The Influence Of Magnetic And Surface Forces On The Coagulation Of Hematite And Chromite

The coagulation of dispersions of weakly magnetic oxide mineral ultrafines (such as natural hematite or chromite) in an external magnetic field can be described from inter-particle forces. Essentially, coagulation occurs when the short range London-van der Waals interactions and the long range magnetic forces outweigh the stabilizing electrical double layer repulsion. From the classical colloid chemistry theory, we have calculated the various components of the potential energy for different sized particles at a series of ionic strengths and magnetic field intensities. We have related this theoretical analysis to experimental studies where the magnetic field-induced coagulation of ultrafines of natural hematite and chromite in aqueous suspensions was investigated using a laboratory scale electromagnetic solenoid.
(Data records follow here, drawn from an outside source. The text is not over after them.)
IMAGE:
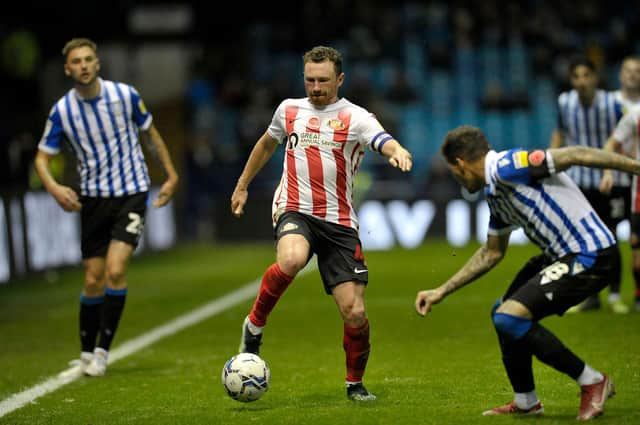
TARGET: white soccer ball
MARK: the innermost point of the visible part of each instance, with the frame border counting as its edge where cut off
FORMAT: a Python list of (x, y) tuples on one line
[(246, 377)]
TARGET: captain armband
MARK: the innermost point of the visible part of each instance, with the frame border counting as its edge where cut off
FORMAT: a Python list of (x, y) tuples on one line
[(540, 164)]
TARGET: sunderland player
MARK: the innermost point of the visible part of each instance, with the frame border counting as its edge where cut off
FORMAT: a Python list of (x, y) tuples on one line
[(626, 139), (530, 190), (586, 117), (325, 138), (102, 122)]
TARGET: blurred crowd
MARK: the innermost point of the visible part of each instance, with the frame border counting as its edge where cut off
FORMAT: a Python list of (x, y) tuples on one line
[(421, 67)]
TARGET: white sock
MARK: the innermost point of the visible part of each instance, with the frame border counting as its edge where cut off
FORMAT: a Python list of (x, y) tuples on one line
[(589, 376), (256, 330), (526, 401)]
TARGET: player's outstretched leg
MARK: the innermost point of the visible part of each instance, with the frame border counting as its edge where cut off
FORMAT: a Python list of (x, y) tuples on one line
[(250, 342), (593, 398), (357, 392), (98, 364)]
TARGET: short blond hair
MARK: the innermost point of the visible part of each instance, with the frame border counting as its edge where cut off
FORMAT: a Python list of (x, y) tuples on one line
[(78, 42)]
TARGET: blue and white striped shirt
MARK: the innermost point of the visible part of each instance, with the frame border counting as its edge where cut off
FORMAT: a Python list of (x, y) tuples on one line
[(103, 133), (552, 211), (587, 126)]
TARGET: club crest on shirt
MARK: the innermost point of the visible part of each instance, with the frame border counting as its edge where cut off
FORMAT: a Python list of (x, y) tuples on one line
[(142, 107), (336, 124), (520, 159), (313, 123)]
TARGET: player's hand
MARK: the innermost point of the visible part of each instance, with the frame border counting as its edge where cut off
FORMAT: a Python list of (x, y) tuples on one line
[(238, 200), (402, 159), (67, 198), (606, 182), (426, 299), (166, 193)]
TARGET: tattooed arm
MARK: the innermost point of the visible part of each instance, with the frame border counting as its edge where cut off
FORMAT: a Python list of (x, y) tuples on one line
[(483, 260), (564, 158)]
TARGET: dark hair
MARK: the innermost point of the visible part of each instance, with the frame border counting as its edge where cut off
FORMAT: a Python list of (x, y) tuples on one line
[(74, 43), (577, 61), (322, 53), (465, 142)]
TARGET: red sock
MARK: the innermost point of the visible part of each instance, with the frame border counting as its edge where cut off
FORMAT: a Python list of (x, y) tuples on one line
[(636, 278), (356, 346), (274, 283)]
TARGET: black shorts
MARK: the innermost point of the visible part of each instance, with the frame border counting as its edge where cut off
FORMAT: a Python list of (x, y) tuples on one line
[(338, 248), (547, 288), (104, 219)]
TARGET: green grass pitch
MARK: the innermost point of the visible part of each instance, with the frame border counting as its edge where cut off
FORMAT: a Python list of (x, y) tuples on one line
[(442, 369)]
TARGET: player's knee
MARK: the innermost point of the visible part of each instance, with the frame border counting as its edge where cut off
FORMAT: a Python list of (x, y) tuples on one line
[(514, 327), (93, 284), (115, 276), (93, 288), (353, 313), (291, 264), (495, 307)]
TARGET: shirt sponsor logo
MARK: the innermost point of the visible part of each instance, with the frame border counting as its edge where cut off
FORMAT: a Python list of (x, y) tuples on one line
[(315, 139), (313, 123), (520, 159), (336, 124)]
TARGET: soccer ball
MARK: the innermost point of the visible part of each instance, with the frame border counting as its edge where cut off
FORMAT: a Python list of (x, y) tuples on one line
[(246, 377)]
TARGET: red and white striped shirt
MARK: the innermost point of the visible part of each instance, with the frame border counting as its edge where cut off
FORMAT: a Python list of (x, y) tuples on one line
[(324, 149)]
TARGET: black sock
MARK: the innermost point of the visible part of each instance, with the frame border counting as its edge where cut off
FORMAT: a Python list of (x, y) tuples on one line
[(548, 349), (90, 314), (113, 306), (516, 357)]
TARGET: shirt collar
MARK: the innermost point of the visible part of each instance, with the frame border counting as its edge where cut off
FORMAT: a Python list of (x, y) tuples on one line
[(92, 100)]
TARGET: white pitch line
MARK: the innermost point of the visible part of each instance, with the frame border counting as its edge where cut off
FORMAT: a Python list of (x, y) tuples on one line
[(18, 400)]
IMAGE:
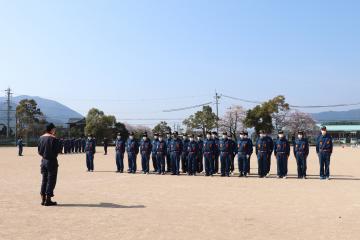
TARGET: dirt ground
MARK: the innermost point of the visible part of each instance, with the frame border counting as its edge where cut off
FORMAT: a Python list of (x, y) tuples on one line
[(107, 205)]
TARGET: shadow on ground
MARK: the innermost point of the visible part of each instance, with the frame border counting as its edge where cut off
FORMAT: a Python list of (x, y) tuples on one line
[(100, 205)]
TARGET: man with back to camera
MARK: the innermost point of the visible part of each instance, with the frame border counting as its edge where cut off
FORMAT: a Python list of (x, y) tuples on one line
[(324, 149), (48, 149)]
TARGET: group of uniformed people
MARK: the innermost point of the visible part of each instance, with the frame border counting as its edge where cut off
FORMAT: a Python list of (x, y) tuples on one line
[(195, 155), (72, 145)]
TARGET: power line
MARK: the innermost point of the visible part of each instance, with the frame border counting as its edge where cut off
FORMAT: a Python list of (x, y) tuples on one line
[(296, 106), (187, 108)]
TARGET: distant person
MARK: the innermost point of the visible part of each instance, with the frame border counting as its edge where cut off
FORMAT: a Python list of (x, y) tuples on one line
[(168, 153), (48, 149), (20, 145), (193, 153), (282, 153), (132, 149), (106, 144), (301, 152), (217, 151), (199, 158), (145, 151), (324, 148), (120, 150), (90, 149), (244, 150), (161, 152), (153, 152), (209, 154), (176, 148), (226, 149), (262, 151)]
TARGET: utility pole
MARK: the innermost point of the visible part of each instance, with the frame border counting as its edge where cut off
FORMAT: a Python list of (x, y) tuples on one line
[(217, 97), (8, 102)]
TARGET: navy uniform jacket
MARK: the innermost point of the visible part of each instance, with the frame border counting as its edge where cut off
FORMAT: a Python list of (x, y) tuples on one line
[(168, 144), (90, 146), (132, 146), (176, 145), (282, 145), (217, 146), (161, 148), (226, 146), (48, 149), (263, 145), (193, 147), (146, 146), (186, 143), (244, 146), (270, 142), (201, 146), (301, 146), (209, 146), (154, 144), (324, 144), (120, 145)]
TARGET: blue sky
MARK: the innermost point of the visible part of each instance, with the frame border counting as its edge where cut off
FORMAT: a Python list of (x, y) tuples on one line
[(134, 59)]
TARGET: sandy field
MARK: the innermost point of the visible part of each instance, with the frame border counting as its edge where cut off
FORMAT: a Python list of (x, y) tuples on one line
[(108, 205)]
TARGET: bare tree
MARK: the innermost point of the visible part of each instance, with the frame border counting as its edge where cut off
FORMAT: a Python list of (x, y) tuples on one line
[(232, 121), (301, 121)]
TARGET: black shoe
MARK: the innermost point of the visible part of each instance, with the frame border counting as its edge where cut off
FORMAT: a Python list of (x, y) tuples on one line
[(43, 199), (49, 203)]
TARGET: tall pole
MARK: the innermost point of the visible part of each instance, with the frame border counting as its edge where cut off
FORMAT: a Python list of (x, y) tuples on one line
[(217, 97), (8, 102)]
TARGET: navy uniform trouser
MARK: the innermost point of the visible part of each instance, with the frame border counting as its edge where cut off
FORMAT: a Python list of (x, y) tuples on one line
[(268, 163), (145, 159), (192, 163), (175, 162), (160, 157), (154, 160), (168, 162), (49, 176), (90, 161), (132, 162), (243, 163), (119, 161), (225, 159), (200, 165), (262, 163), (232, 162), (216, 163), (301, 164), (282, 164), (184, 162), (324, 159), (209, 163)]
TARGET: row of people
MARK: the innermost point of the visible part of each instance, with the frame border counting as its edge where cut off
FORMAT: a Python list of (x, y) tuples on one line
[(194, 156)]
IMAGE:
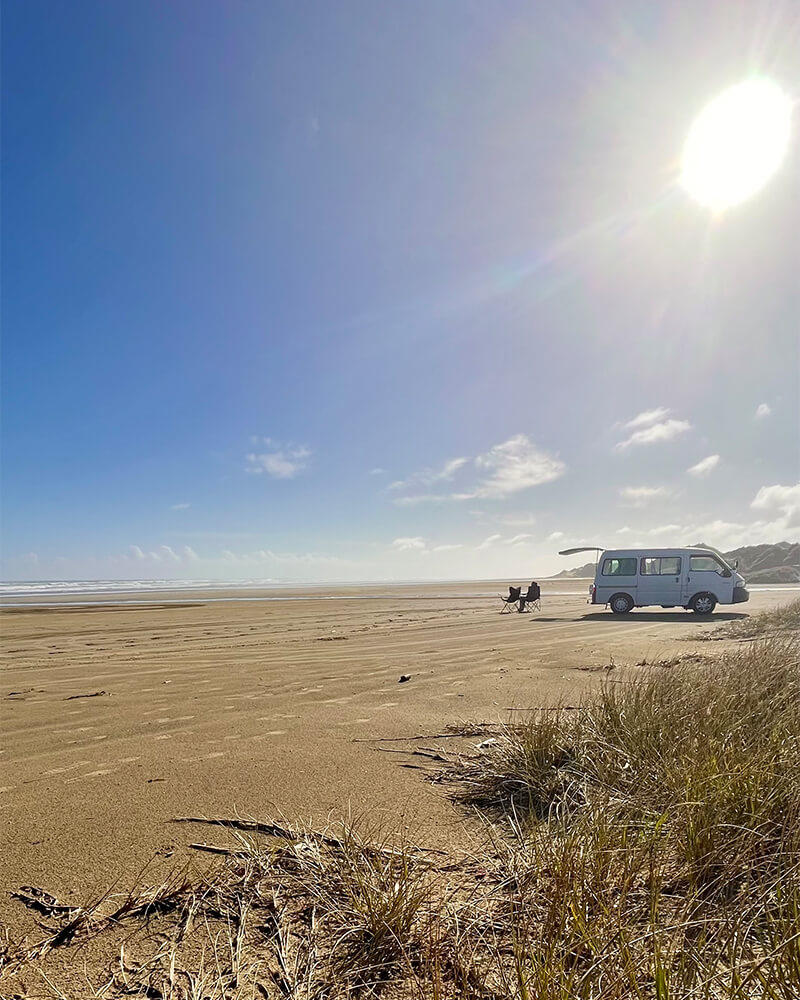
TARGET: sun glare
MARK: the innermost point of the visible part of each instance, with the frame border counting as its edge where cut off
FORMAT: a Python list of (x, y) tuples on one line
[(736, 143)]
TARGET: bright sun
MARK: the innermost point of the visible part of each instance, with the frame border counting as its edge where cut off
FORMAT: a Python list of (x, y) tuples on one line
[(736, 143)]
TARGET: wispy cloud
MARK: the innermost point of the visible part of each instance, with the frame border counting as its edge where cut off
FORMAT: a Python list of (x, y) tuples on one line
[(517, 539), (487, 543), (512, 519), (783, 501), (704, 467), (507, 468), (665, 430), (515, 465), (638, 496), (646, 418), (429, 477), (417, 498), (282, 461), (408, 544)]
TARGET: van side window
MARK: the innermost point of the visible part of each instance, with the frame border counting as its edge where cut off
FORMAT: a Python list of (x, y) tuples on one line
[(660, 566), (619, 567), (705, 564)]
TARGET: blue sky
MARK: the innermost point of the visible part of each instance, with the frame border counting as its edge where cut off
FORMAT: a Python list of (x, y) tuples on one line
[(380, 291)]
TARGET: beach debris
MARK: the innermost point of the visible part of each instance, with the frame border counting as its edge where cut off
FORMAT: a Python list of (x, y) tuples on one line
[(37, 899), (674, 661), (287, 833)]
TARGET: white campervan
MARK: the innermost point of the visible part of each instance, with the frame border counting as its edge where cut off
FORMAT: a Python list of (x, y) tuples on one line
[(695, 579)]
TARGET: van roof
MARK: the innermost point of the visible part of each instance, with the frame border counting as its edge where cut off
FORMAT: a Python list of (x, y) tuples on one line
[(675, 550)]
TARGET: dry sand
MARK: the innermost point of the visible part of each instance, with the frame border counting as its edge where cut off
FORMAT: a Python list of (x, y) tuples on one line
[(118, 719)]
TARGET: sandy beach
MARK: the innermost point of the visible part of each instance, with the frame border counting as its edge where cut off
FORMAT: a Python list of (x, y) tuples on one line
[(117, 719)]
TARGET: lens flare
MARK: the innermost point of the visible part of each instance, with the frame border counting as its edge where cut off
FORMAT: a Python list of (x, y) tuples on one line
[(737, 143)]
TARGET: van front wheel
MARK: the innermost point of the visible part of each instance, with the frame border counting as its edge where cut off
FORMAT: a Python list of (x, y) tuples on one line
[(703, 604), (621, 604)]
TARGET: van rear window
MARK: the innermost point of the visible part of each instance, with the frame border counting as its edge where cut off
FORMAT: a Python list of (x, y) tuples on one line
[(619, 567)]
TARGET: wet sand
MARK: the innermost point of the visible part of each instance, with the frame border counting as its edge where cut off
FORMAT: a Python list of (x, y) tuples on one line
[(118, 719)]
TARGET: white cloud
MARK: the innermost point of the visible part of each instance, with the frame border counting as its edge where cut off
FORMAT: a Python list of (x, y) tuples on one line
[(516, 464), (414, 499), (409, 544), (646, 418), (704, 466), (487, 543), (783, 502), (638, 496), (517, 539), (281, 462), (512, 520), (429, 477), (667, 430), (674, 530)]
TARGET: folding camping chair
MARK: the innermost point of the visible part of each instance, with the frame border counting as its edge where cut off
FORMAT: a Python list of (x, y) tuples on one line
[(532, 601), (510, 601)]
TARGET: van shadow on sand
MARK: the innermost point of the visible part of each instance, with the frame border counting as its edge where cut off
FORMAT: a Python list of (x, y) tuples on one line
[(663, 616)]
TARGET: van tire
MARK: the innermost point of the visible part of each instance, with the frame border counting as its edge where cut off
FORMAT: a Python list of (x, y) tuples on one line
[(621, 604), (703, 604)]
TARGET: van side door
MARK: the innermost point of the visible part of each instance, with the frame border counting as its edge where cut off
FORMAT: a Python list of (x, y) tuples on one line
[(660, 580)]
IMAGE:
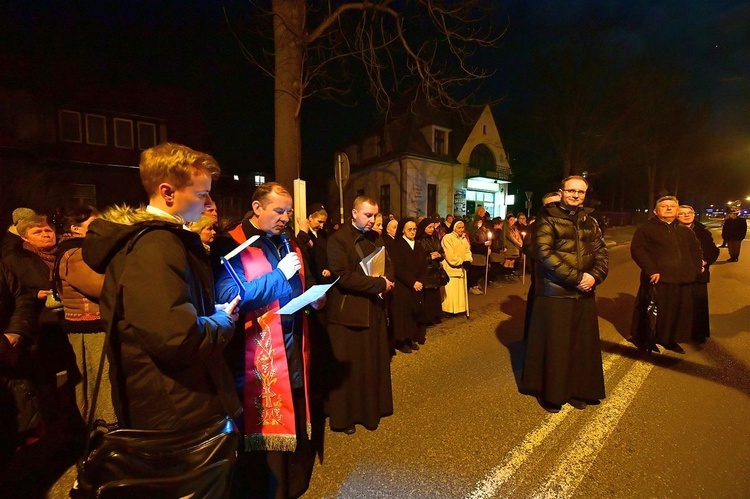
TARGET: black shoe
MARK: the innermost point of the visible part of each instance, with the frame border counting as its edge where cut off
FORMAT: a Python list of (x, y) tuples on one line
[(549, 407), (404, 348), (578, 404), (675, 347)]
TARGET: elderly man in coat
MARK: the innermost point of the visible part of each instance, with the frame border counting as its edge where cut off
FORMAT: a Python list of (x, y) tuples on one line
[(563, 354)]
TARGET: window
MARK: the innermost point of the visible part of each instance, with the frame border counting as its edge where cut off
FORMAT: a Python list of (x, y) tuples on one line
[(385, 199), (124, 133), (83, 194), (441, 142), (482, 158), (431, 199), (70, 126), (96, 129), (146, 135)]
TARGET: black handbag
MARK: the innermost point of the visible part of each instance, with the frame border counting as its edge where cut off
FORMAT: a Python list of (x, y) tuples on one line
[(443, 277), (194, 463), (127, 463)]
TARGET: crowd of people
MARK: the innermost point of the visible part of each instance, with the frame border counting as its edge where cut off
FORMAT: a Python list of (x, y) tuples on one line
[(180, 306)]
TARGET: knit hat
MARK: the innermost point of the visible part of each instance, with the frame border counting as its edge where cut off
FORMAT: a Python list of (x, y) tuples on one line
[(21, 213)]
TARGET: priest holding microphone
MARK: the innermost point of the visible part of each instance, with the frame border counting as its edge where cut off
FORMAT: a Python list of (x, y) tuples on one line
[(269, 361)]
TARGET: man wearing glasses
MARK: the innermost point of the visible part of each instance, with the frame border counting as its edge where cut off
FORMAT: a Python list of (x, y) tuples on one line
[(563, 355)]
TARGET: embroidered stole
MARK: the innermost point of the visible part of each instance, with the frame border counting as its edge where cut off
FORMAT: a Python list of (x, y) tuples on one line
[(269, 409)]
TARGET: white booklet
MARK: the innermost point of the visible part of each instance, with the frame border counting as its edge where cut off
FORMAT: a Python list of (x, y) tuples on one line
[(374, 263), (306, 298)]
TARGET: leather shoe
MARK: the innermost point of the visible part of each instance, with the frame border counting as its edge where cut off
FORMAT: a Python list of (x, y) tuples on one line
[(577, 404), (404, 349), (547, 406), (675, 347)]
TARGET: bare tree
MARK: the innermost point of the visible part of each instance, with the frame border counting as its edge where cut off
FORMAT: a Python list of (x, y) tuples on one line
[(433, 44)]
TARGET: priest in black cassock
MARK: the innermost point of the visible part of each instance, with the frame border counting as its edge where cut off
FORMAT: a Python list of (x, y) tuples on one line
[(670, 259), (360, 384)]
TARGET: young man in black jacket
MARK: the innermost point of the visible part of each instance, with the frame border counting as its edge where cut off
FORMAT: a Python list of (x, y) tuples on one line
[(168, 336)]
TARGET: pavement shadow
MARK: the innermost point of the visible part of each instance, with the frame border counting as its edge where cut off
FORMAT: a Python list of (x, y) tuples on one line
[(510, 333), (722, 361), (727, 325), (618, 311)]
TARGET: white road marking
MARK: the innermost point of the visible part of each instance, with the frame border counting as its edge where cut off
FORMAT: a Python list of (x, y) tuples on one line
[(521, 452), (573, 465)]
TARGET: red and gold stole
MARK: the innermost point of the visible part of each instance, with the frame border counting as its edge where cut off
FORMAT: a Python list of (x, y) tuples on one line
[(269, 409)]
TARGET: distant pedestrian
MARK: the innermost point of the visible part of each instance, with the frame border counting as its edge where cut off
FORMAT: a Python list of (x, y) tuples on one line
[(434, 255), (408, 294), (457, 258), (563, 354), (733, 231), (701, 327), (669, 256)]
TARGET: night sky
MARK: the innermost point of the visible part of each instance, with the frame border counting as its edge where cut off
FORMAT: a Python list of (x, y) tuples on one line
[(187, 44)]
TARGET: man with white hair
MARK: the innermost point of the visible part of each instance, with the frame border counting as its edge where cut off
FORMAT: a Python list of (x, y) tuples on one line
[(670, 259)]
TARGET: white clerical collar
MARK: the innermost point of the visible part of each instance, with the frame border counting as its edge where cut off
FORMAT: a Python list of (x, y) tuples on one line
[(163, 214)]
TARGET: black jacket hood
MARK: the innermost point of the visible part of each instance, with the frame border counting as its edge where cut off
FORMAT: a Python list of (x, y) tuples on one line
[(110, 233)]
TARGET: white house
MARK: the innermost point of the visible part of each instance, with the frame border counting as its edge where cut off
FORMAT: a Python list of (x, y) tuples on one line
[(427, 161)]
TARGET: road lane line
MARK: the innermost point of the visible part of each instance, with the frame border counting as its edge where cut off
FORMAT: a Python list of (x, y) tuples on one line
[(521, 452), (575, 463)]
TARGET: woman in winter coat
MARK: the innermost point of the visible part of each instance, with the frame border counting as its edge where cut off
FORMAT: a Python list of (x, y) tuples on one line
[(701, 327), (79, 287), (512, 242), (433, 253), (33, 264), (408, 293), (457, 259)]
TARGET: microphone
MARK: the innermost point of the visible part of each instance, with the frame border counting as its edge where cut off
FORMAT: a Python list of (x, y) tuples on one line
[(285, 241)]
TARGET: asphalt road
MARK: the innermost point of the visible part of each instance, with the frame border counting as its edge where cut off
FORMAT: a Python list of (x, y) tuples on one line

The experimental results relate the coagulation process (as determined by magneto-sedimentation analysis) to the particle size, the slurry pH and the external magnetic field. In the magnetic fields, maximum coagulation occurred near the pH of zero point of charge (pHzpc) of the minerals (where the electrostatic double layer repulsion was reduced to a minimum) enabling the particles to enter the "primary minimum" energy sink. On the other hand, in cases where the electrostatic repulsion was not suppressed, then the long range magnetic forces enabled coagulation to occur in the "secondary minimum". This caused the formation of chains which appeared to be relatively stable during sedimentation.